Un an plus tard, Dudensing organisa la dernière rétrospective Picasso de la galerie : vingt-et-un tableaux datant de 1908 à 1934, dont neuf provenaient de collections privées new-yorkaises. Les œuvres marquantes incluaient des œuvres cubistes provenant des collections de George L. K. Morris : Le Poète, 1911 (Z.IIa, 285) et de Walter P. Chrysler, Jr. : L’Indépendant, 1911 (Z.IIa,264). Mary Hoyt Wiborg prêta sa nature morte, Grande nature morte, 1922 (Z.V,228) et Stephen Clark prêta anonymement La Statuaire, 1925 (Z.V,451). Après avoir remarqué que l’exposition ne contenait pas d'exemples des périodes Bleu et Rose qu'il considérait comme les meilleures de l’artiste, le critique Howard Devree conclut avec dédain qu'il n'y avait rien qui puisse ajouter à « la connaissance moyenne d’un visiteur de la galerie sur le travail de l’artiste ».[i]

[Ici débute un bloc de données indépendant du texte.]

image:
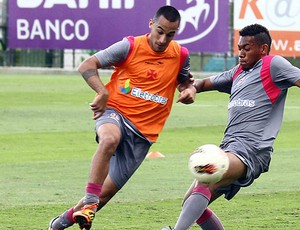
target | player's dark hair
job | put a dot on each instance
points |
(261, 34)
(169, 12)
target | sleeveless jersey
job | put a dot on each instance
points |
(257, 99)
(142, 86)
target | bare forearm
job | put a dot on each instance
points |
(202, 85)
(89, 72)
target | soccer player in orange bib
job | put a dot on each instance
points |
(131, 110)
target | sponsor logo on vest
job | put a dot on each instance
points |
(241, 103)
(126, 88)
(136, 92)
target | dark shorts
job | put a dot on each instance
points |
(132, 149)
(257, 162)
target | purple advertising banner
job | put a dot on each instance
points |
(96, 24)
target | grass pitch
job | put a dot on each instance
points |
(47, 140)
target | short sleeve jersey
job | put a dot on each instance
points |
(143, 83)
(257, 99)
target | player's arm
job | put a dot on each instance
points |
(111, 56)
(202, 85)
(187, 91)
(89, 71)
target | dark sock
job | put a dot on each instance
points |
(64, 220)
(209, 221)
(193, 207)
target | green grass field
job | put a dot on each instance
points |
(47, 140)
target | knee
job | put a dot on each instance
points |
(109, 142)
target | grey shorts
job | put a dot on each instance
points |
(257, 162)
(131, 151)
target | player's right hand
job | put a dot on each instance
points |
(98, 105)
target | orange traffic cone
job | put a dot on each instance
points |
(154, 154)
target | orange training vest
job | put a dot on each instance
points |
(142, 87)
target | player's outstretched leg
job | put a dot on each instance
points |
(63, 221)
(85, 216)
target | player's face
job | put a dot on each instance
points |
(249, 52)
(162, 33)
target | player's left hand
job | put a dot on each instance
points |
(187, 96)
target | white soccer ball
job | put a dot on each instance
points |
(208, 163)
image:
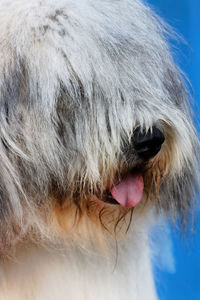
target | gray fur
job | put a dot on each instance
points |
(77, 78)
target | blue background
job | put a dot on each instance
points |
(184, 17)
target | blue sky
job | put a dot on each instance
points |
(184, 282)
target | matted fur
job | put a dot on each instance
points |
(77, 78)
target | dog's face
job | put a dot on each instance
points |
(94, 115)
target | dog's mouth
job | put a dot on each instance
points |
(128, 192)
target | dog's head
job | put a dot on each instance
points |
(94, 116)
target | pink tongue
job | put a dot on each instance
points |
(129, 191)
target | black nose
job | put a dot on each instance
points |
(147, 144)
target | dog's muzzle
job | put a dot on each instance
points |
(147, 145)
(128, 192)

La dernière exposition Picasso à la Valentine Gallery, certainement le point culminant de la carrière de Dudensing, fut la présentation de Guernica (Z.IX,65) en mai 1939, au début de sa tournée américaine. Le nouveau bâtiment du Museum of Modern Art, situé sur West 53rd Street, avait ouvert ses portes en grande pompe le même mois et beaucoup ont supposé que le chef-d'œuvre serait exposé là. L’objectif de la visite étant de recueillir des fonds pour les réfugiés fuyant la guerre civile en Espagne, Picasso refusa expressément que le tableau soit exposé au musée. La tournée de Guernica a été organisée conjointement avec l’American Artists' Congress, présidé par Sidney Janis. Janis a choisi la Valentine Gallery comme lieu de présentation du tableau à New York, non seulement parce que la salle principale de la galerie pouvait accueillir les dimensions du tableau (3,49 x 7,77 m), mais aussi en reconnaissance de la relation et de l’histoire de Dudensing avec l’artiste et son œuvre.[ii] Le gala d'ouverture du 4 mai 1939 réunit près d'une centaine d'invités, dont l’ancien Premier ministre de la République espagnole, Juan Negrín, la Première dame Eleanor Roosevelt, le Secrétaire de l’Intérieur, Harold Ickes, et l’élite de la société new-yorkaise, entre autres : Stephen C. Clark, Simon Guggenheim, W. Averell Harriman, Georgia O’Keeffe et William S. Paley.[iii]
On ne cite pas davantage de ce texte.